In one of the early chapters I told the story of the “present absentees” among the Palestinians in Israel. One may also say, without any risk of grave error, that the Jewish majority in Israel treats all its Palestinian citizens as absent presences. This is how they are conceived, and how they are depicted in the media — as a collective absence, as a group that exists but is faceless and nameless, of uniform traits, most of them negative. If in 1948 the Palestinians in Israel were “those that are not but actually are,” they have over the years turned into “those who are but actually are not.”

Now, in these past months, I have had a growing feeling that in some subtle and complex way this attitude has been internalized by the Palestinians in Israel themselves, and has even in some turned into a sophisticated defense mechanism against the disappointments with which the state has surrounded them. Yes, sometimes it seems to me that there are those among them who find their absent presence useful. They cloak themselves in it, to shield themselves from the face that the state presents to them — a clenched face that pursues them always, the face of a stingy and suspicious hotel proprietor.
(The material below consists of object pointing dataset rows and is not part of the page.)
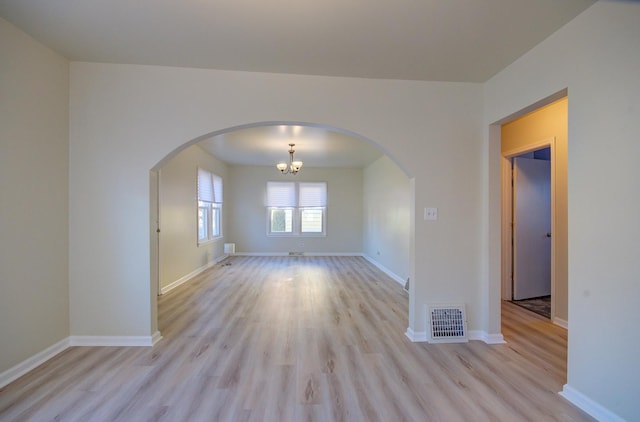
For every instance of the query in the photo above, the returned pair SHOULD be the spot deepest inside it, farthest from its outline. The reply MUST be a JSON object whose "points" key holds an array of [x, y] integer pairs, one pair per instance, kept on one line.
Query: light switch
{"points": [[430, 214]]}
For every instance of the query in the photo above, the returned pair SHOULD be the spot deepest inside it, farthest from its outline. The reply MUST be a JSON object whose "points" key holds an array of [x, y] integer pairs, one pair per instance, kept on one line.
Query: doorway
{"points": [[531, 231], [545, 126]]}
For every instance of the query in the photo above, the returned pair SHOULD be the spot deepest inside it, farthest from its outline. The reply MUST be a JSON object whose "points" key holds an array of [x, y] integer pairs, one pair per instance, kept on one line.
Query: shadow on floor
{"points": [[539, 305]]}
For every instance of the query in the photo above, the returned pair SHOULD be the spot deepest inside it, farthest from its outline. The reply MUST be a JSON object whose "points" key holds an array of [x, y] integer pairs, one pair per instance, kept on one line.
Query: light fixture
{"points": [[293, 167]]}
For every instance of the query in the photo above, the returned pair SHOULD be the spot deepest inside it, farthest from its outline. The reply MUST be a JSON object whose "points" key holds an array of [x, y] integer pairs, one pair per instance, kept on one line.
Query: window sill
{"points": [[210, 241]]}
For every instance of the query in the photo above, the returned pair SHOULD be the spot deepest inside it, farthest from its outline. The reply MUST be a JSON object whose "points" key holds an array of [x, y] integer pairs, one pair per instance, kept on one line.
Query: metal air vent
{"points": [[447, 323]]}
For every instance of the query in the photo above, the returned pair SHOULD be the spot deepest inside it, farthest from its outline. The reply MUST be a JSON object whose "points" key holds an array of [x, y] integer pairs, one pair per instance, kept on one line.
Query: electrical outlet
{"points": [[430, 214]]}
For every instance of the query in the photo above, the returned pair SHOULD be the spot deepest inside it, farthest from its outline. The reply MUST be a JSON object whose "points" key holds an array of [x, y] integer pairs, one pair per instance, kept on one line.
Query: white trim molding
{"points": [[33, 362], [192, 274], [561, 322], [591, 407], [118, 341], [486, 337]]}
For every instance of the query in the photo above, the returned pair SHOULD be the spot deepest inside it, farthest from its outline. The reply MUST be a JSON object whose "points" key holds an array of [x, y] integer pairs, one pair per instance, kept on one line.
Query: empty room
{"points": [[250, 211]]}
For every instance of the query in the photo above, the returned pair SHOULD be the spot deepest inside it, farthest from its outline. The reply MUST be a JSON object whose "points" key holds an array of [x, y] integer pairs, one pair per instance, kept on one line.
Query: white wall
{"points": [[34, 110], [125, 119], [180, 254], [387, 215], [596, 57], [248, 219]]}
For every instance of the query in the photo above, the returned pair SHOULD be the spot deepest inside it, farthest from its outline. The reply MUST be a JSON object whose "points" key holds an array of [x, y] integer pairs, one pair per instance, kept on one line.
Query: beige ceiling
{"points": [[435, 40]]}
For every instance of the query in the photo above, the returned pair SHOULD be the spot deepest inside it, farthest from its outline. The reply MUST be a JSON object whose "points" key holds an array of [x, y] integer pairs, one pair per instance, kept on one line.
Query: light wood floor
{"points": [[296, 339]]}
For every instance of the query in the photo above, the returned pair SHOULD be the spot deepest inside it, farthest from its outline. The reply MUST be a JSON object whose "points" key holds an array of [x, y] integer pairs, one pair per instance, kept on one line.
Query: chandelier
{"points": [[293, 167]]}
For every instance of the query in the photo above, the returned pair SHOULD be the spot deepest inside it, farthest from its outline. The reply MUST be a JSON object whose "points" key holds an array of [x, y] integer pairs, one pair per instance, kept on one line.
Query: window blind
{"points": [[281, 194], [313, 194], [209, 186]]}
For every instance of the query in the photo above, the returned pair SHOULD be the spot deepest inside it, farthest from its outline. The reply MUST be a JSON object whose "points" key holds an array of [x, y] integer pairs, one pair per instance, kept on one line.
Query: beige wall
{"points": [[180, 254], [595, 58], [34, 133], [126, 119], [248, 219], [543, 124], [386, 217]]}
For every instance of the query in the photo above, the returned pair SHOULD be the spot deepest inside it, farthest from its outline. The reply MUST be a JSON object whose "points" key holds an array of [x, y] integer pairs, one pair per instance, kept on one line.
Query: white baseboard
{"points": [[156, 337], [591, 407], [192, 274], [116, 341], [416, 336], [33, 362], [301, 254], [39, 358], [385, 270], [486, 337], [561, 322]]}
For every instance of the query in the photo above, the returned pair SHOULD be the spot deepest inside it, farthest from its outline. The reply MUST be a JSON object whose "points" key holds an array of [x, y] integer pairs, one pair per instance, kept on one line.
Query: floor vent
{"points": [[447, 323]]}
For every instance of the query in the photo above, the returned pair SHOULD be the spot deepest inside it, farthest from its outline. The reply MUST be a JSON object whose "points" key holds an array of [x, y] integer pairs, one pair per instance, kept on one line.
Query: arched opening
{"points": [[376, 247]]}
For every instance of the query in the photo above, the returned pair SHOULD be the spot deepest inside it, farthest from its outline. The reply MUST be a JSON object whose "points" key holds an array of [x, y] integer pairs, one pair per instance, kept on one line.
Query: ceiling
{"points": [[269, 144], [433, 40]]}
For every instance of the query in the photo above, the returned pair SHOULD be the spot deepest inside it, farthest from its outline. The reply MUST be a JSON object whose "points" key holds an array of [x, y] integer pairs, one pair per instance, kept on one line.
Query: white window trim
{"points": [[297, 217], [214, 202]]}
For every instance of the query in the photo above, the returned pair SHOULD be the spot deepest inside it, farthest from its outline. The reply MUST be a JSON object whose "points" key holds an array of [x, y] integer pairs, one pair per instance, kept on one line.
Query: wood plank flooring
{"points": [[300, 339]]}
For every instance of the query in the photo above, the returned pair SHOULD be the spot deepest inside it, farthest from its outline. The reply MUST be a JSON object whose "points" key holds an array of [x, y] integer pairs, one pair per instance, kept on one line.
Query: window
{"points": [[209, 206], [296, 208]]}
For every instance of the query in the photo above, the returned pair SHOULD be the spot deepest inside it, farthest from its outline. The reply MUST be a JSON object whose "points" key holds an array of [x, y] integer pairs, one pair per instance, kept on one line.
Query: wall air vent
{"points": [[447, 323]]}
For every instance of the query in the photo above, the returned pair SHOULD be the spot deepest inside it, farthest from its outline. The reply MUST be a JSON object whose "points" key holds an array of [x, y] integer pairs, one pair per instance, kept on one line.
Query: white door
{"points": [[531, 228]]}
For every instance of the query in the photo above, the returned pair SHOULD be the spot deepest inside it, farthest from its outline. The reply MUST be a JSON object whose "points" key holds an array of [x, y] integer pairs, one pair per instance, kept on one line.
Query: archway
{"points": [[155, 200]]}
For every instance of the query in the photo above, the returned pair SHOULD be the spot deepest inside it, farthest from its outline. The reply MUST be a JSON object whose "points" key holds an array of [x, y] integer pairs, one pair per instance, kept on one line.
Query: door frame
{"points": [[507, 215]]}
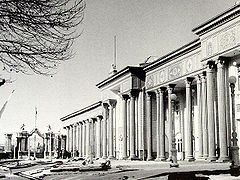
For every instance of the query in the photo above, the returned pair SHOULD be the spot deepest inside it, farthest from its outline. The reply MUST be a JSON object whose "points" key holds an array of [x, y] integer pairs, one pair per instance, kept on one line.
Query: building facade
{"points": [[34, 144], [182, 98]]}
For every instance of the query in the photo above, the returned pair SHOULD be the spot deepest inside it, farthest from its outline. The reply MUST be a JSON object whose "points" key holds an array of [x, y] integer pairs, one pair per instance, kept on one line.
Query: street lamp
{"points": [[173, 161], [234, 148]]}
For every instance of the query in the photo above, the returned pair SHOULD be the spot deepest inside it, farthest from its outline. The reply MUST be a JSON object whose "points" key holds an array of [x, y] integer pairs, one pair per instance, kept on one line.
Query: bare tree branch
{"points": [[37, 35]]}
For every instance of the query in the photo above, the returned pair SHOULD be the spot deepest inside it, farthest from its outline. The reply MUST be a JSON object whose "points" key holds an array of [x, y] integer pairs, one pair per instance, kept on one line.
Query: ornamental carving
{"points": [[161, 76], [175, 72], [189, 65], [150, 81], [227, 40], [209, 49]]}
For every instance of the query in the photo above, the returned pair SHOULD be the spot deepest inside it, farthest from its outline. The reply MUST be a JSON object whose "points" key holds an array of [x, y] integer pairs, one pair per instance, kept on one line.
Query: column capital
{"points": [[221, 62], [170, 88], [157, 92], [105, 105], [189, 81], [112, 102], [198, 78], [211, 66], [124, 97], [162, 89], [149, 94], [91, 120], [133, 93], [99, 117], [203, 77]]}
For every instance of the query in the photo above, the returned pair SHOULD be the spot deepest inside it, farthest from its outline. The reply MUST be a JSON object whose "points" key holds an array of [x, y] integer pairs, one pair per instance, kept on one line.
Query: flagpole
{"points": [[35, 133]]}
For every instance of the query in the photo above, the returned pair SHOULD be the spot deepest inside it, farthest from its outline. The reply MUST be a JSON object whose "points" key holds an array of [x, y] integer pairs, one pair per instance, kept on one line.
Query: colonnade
{"points": [[210, 83], [93, 137]]}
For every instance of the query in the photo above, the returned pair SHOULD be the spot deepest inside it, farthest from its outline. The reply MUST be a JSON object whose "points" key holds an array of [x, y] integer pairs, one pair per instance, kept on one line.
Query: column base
{"points": [[190, 159], [176, 165], [133, 158], [160, 159], [212, 159], [150, 158], [111, 157], [104, 157], [223, 159], [205, 156]]}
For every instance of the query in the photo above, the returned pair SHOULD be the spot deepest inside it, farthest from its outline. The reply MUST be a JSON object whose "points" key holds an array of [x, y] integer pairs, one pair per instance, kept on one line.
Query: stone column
{"points": [[200, 129], [29, 152], [80, 139], [162, 123], [170, 138], [90, 144], [50, 145], [149, 126], [112, 104], [87, 138], [188, 124], [124, 133], [8, 142], [204, 115], [84, 139], [104, 121], [128, 127], [71, 140], [46, 145], [158, 124], [74, 139], [98, 136], [133, 95], [68, 138], [222, 111], [210, 107]]}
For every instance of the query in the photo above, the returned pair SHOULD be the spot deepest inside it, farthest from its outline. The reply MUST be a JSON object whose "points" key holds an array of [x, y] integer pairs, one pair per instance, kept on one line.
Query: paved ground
{"points": [[145, 170], [137, 170]]}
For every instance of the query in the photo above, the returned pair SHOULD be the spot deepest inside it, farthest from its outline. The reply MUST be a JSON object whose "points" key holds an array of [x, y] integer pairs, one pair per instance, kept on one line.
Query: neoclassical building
{"points": [[182, 97], [25, 144]]}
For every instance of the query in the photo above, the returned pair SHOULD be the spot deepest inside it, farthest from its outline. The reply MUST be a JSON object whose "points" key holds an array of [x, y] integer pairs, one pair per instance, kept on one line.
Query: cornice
{"points": [[81, 111], [137, 70], [218, 20], [173, 55]]}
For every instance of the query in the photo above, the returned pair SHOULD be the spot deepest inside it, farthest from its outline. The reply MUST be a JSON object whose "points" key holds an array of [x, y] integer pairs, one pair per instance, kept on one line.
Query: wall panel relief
{"points": [[170, 72], [222, 41]]}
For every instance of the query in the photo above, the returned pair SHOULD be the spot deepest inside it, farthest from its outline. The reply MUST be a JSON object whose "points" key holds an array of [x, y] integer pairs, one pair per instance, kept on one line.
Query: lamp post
{"points": [[173, 161], [234, 148]]}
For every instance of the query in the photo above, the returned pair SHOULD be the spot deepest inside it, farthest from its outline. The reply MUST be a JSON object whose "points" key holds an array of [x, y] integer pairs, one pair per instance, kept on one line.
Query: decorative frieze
{"points": [[221, 41], [173, 71]]}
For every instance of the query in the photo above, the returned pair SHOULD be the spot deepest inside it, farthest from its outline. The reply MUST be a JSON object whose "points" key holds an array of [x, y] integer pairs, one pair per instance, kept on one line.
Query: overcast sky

What is so depressing, so ingrained in the relations between us, the Jews in Israel, and them? Maybe it’s that the state of the Palestinians in Israel is so convenient for us Jews. It is convenient for us, pure and simple. It is easier for us to operate in such a complex situation when “our” minority is so passive. It is easy for us to postpone any real and penetrating confrontation with ourselves when there is such a partner. “What an ideal minority!” sociologist Majed Elhaj sneered bitterly. “The quietest minority in the world.”